The virus has shown the damage that has affected our health by the modern food system. One of the risk factors of mortality from COVID-19 is diet-related illness demonstrating the urgency of the harmful effects of the British diet. Prior to the pandemic, poor diet was responsible for 1 in 7 deaths in the UK (90,000 a year). 

This is currently a medical emergency we can no longer ignore.
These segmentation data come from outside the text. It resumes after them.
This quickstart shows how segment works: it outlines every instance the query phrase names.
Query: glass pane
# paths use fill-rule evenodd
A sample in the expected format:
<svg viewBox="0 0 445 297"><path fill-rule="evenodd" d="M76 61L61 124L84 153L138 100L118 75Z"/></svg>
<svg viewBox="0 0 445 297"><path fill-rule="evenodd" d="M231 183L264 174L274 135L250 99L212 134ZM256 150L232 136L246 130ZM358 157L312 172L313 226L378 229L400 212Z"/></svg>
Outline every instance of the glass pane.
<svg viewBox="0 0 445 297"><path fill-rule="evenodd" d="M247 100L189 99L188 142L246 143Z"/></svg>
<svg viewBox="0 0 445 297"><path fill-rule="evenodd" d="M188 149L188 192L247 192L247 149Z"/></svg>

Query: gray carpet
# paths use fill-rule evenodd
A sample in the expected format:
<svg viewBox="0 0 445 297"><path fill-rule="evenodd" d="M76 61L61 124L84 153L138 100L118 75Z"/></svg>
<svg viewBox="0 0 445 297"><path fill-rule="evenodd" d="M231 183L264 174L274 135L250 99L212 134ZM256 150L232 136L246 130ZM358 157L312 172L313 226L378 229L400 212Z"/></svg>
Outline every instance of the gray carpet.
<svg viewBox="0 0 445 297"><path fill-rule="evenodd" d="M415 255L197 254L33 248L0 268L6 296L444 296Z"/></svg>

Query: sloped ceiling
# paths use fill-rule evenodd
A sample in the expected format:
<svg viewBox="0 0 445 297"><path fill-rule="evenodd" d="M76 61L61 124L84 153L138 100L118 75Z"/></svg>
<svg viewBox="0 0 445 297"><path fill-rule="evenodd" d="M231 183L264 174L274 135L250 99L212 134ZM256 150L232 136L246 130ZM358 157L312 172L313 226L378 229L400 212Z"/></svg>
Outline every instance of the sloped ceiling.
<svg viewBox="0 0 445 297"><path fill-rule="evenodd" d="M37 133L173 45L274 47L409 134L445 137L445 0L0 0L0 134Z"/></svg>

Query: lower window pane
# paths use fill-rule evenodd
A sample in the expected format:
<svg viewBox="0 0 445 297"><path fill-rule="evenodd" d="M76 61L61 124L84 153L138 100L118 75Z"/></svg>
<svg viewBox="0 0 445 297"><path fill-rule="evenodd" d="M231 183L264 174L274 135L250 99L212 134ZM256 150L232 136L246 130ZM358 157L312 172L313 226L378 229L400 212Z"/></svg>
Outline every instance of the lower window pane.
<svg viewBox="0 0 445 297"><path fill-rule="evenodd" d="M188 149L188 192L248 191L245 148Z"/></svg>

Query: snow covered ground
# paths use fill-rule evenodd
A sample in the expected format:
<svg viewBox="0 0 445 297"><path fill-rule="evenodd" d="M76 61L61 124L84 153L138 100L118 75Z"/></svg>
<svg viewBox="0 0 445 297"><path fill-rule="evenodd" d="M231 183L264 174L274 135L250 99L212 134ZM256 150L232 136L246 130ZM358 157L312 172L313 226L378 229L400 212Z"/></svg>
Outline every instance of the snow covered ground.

The recommendations cover two themes:

Make sure a generation of our most disadvantaged children do not get left behind

From COVID-19, there is likely to be a dramatic increase in unemployment and poverty and thus hunger. The effect of hunger is long-lasting and exacerbate social inequalities:

  1. Expand eligibility for the Free School Meal scheme to include every child (up to the age of 16) from a household where the parent or guardian is in receipt of Universal Credit 
  2. Extend the Holiday Activity and Food Programme to all areas in England 
  3. Increase the value of Healthy Start vouchers to £4.25 per week and expand the scheme to every pregnant women and to all households with children under 4 where a parent or guardian is in receipt of Universal Credit 
  4. Extend the work of the Food to the Vulnerable Ministerial Task Force for a further 12 months up until July 2021

Sovereignty, Standards, Scrutiny - To decide what kind of trading nation we want to be 

UK farmers and food producers have one of the highest welfare and environmental standards in the world. However, opening our markets to lower standard imports would undercut our own producers. We are already importing food products from the EU that don’t meet UK standards, however, without requiring a blanket ban there is a subtler mechanism we could use to put in place specific trading standards:

  1. The Government should only agree to cut tariffs on new trade deals on products which meet our core standards
  2. The Government should adopt a statutory responsibility to commission and publish an independent report of any proposed trade agreements
  3. Before any new trade deal is agreed it should be debated in the House of Common

Sheena Bhageerutty, Registered Associate Nutritionist for Action on Salt and Sugar said:

‘Our food from ‘farm to fork’ impacts environmental, health and wellbeing, socio-economic and societal factors. The National Food Strategy has provided recommendations to help build a strong and resilient food system for the next generation at a pivotal time of exiting the EU and living through a pandemic. The spotlight has been placed on poverty and trade to ensure all children have access to healthy and nutritious food they need as well as grasping the once-in-a-lifetime opportunity.’